GDP growth drops 8.9% YoY in Q1
This is due to the weak performance in both domestic and external demand.
Hong Kong’s GDP fell by 8.9% YoY in Q1 compared to the 3% decrease in Q4 2019, according to advanced estimates from the Census and Statistics Department (C&SD). This is said to be the largest decline on record since Q1 1974.
The decline of GDP was mainly attributable to the continued weak performance in both domestic and external demand, as affected by the COVID-19 pandemic.
On a seasonally adjusted QoQ basis, GDP contracted by 5.3% in the first quarter of 2020 when compared with the fourth quarter of 2019.
Private consumption expenditure dropped 10.2% YoY in Q1, deteriorating from the 2.9% decline in Q4 2019, whilst government consumption expenditure measured in national accounts terms grew by 8.3% YoY in the same period after climbing 6.1% in the previous quarter.
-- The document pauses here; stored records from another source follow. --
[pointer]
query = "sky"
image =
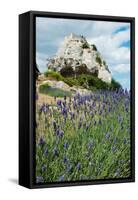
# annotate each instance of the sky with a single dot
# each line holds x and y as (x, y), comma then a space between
(111, 38)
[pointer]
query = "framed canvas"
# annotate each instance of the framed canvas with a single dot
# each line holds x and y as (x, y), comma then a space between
(76, 99)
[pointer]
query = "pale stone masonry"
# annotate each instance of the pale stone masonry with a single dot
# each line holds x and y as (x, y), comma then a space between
(75, 51)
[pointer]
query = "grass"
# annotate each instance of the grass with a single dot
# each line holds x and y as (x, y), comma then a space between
(84, 138)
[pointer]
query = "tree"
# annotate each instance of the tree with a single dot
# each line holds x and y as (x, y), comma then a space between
(67, 71)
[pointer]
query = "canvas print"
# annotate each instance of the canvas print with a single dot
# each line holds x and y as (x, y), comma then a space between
(83, 126)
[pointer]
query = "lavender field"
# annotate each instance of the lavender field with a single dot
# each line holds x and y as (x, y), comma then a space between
(83, 137)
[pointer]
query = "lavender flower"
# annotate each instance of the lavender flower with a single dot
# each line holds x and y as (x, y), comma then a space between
(46, 152)
(55, 151)
(43, 168)
(41, 141)
(65, 160)
(61, 178)
(69, 169)
(107, 136)
(66, 145)
(59, 103)
(78, 166)
(61, 133)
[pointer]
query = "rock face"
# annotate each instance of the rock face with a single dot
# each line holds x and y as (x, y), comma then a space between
(76, 52)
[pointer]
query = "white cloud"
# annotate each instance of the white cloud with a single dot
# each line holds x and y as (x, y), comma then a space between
(41, 60)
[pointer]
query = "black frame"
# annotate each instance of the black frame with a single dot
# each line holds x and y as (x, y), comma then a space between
(27, 97)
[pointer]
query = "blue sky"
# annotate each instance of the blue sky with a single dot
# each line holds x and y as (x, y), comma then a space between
(111, 38)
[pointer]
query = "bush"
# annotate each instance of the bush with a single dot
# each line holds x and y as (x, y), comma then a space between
(53, 75)
(67, 71)
(82, 69)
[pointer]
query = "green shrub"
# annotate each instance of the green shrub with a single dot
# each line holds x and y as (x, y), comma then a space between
(82, 69)
(67, 71)
(53, 75)
(98, 60)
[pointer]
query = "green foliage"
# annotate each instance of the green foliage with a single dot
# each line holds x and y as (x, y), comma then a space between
(55, 92)
(67, 71)
(99, 143)
(53, 75)
(82, 69)
(115, 85)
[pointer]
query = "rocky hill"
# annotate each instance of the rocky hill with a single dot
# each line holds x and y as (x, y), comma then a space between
(77, 56)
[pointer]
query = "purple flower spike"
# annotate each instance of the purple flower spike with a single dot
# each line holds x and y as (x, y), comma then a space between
(55, 151)
(61, 133)
(61, 178)
(65, 160)
(59, 103)
(41, 141)
(107, 136)
(46, 152)
(66, 145)
(43, 168)
(78, 166)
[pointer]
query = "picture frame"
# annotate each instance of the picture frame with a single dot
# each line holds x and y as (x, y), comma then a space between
(27, 98)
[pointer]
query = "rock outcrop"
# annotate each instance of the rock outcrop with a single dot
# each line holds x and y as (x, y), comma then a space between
(76, 52)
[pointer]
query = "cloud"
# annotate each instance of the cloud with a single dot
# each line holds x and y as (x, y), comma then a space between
(121, 68)
(111, 38)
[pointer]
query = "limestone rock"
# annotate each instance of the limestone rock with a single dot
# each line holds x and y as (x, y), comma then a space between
(75, 52)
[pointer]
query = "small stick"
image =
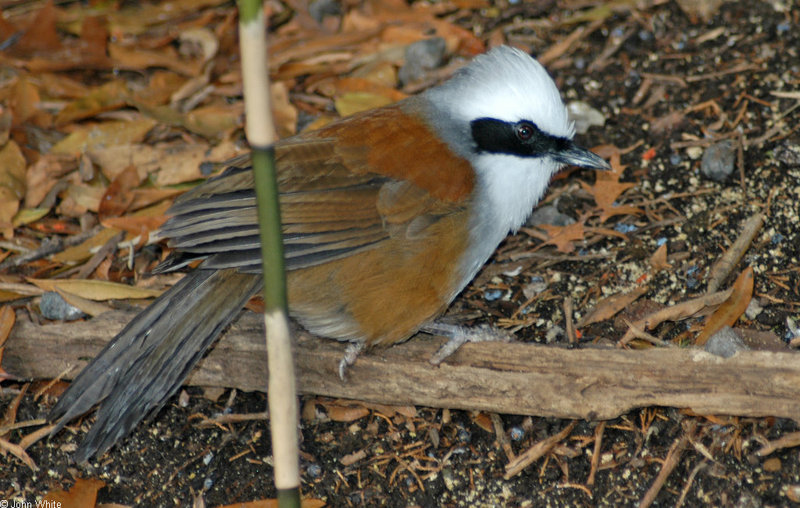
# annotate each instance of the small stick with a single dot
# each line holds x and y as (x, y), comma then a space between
(568, 321)
(598, 442)
(672, 460)
(536, 451)
(723, 267)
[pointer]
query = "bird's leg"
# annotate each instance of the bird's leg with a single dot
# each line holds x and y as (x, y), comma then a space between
(459, 335)
(351, 352)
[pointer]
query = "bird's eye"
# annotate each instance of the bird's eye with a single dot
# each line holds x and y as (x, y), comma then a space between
(524, 131)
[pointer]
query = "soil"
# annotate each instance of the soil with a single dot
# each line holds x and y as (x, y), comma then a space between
(669, 84)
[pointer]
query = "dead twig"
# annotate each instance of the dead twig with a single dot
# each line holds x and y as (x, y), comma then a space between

On the other hand, gross domestic fixed capital formation edged down 13.9% YoY in Q1, compared with the 16.8% fall in Q4 2019.
Over the same period, C&SD noted that total exports of goods measured in national accounts terms recorded a decline of 9.7% YoY, bigger than the 2.5% YoY in the previous quarter, whilst imports of goods measured in national accounts terms dropped by 10.9% YoY in Q1, against a decline of 7.0% in Q4 2019.
Meanwhile, exports of services crashed 37.8% YoY in Q1, compared with the 24.2% plunge in Q4 2019. Imports of services plummeted 25.4% YoY over the same period, compared with the decrease of 5.2% in the previous quarter.
According to the C&SD, a government spokesman said that the economic recession deepened in Hong Kong in Q1 2020, as the threat of COVID-19 seriously disrupted a wide range of local economic activities and supply chains in the region and the economic fallout became even more severe.